Vertebrates evolved from sea to land, and had to go through many evolutionary genetic changes. A new Harvard study focuses on these genetic changes after turning lizard limbs into genitalia in the laboratory. The study states that the genitals originated in the limbs of lizards and snakes to an extent.
Human beings have just one sex organ each, whereas snakes and lizards have two each. The study was published in the Nature journal. The scientists from Harvard Medical School put in efforts to find out why snakes do not develop limbs.

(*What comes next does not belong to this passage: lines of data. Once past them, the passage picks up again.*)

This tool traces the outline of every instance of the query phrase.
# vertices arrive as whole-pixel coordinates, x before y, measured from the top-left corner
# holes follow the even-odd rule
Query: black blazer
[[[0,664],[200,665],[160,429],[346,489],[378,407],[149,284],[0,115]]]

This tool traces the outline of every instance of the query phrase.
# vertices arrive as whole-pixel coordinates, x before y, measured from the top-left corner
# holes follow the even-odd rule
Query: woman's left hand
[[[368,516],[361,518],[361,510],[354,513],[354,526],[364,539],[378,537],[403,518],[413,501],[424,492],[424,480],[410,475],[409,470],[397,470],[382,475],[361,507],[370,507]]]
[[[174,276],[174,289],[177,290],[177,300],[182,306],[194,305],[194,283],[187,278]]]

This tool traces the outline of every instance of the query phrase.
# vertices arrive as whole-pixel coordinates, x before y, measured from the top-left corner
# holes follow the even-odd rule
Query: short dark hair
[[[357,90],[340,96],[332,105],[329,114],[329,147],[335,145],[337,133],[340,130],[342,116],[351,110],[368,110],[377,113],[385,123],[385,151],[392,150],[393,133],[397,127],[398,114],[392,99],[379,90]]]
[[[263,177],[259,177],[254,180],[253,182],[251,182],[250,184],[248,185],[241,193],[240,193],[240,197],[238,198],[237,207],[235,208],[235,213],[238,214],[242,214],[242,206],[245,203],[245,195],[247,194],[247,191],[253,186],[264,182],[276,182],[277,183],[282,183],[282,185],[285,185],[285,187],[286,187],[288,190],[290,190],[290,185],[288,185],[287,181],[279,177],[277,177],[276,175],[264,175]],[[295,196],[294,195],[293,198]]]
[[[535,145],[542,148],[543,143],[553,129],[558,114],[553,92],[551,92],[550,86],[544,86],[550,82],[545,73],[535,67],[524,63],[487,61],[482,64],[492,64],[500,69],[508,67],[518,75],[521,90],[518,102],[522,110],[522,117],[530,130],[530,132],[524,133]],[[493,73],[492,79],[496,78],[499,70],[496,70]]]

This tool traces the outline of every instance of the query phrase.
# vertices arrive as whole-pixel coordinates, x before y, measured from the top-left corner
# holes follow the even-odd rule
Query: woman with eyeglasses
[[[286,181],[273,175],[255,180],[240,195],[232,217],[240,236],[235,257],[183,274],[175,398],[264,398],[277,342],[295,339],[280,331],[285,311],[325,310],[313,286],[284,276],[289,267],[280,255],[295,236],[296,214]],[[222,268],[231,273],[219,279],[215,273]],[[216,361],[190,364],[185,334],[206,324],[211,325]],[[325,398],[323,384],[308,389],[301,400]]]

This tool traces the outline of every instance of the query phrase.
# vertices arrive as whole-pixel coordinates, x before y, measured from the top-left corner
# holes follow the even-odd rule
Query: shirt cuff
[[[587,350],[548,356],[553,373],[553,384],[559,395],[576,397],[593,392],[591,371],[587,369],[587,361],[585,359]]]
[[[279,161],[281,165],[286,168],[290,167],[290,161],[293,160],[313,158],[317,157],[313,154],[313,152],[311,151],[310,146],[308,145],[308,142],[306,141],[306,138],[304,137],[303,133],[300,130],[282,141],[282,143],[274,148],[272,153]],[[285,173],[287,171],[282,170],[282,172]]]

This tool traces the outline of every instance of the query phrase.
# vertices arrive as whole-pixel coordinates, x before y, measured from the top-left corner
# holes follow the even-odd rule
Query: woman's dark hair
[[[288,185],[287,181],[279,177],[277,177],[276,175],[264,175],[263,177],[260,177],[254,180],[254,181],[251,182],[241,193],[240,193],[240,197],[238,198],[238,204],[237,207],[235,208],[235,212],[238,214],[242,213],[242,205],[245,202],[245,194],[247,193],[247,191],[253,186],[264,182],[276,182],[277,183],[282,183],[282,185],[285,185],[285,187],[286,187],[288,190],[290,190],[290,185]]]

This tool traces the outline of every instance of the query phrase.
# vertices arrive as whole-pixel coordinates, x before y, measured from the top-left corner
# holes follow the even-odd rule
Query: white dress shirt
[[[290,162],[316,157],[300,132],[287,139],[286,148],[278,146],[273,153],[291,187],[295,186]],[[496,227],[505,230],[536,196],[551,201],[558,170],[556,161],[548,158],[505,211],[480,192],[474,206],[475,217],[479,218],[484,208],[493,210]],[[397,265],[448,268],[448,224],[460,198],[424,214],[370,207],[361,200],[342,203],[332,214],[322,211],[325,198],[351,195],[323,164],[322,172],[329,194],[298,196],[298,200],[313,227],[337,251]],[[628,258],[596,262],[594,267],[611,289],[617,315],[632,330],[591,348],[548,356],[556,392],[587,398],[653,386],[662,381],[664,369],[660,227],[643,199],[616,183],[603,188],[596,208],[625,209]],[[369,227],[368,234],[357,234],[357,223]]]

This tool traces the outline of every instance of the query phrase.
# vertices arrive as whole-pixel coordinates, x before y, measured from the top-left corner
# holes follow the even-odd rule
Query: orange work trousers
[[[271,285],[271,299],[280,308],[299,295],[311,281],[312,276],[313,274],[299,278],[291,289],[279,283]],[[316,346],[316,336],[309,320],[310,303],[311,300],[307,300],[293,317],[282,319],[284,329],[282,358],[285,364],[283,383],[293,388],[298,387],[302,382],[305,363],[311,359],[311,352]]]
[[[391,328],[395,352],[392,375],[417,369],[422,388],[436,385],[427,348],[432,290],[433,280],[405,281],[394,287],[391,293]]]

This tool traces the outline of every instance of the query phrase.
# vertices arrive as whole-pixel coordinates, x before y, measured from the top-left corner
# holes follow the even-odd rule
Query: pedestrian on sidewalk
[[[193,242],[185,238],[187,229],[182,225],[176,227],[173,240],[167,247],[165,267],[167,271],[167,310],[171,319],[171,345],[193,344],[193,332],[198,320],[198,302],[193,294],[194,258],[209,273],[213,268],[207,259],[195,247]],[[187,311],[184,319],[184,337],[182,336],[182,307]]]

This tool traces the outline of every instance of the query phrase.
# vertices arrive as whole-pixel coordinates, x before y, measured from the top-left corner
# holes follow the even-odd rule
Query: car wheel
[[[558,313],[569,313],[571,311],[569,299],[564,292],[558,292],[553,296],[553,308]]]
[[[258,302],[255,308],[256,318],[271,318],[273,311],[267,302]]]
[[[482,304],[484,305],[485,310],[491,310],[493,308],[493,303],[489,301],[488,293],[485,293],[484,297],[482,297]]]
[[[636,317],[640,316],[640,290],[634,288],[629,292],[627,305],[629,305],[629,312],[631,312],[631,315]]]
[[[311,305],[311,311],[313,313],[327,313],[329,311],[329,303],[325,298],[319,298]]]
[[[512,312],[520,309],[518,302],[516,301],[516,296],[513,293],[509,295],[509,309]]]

“It demonstrates that there is a flexibility with what kind of cells can get recruited during development to form genitalia. In other words, by misplacing a molecular signal you can misguide these cells in their developmental trajectory,” said Dr. Patrick Tschopp, the lead author of the research project. The results shown in the study state that, in a sort of evolutionary twist, how genitals and limbs have a shared ancestry, and that, for snakes, lizards and other vertebrates alike, genital evolution was another adaptive measure vital for living on land.
The research team demonstrated that sex organs can be triggered to develop from the limbs or tail buds in snakes, lizards and mice, in laboratories by external means. They can be signalled of embryonic cells, which have all abilities to turn on and off genes. They could very effectively turn the lizard limbs into genitals, after giving a nudge.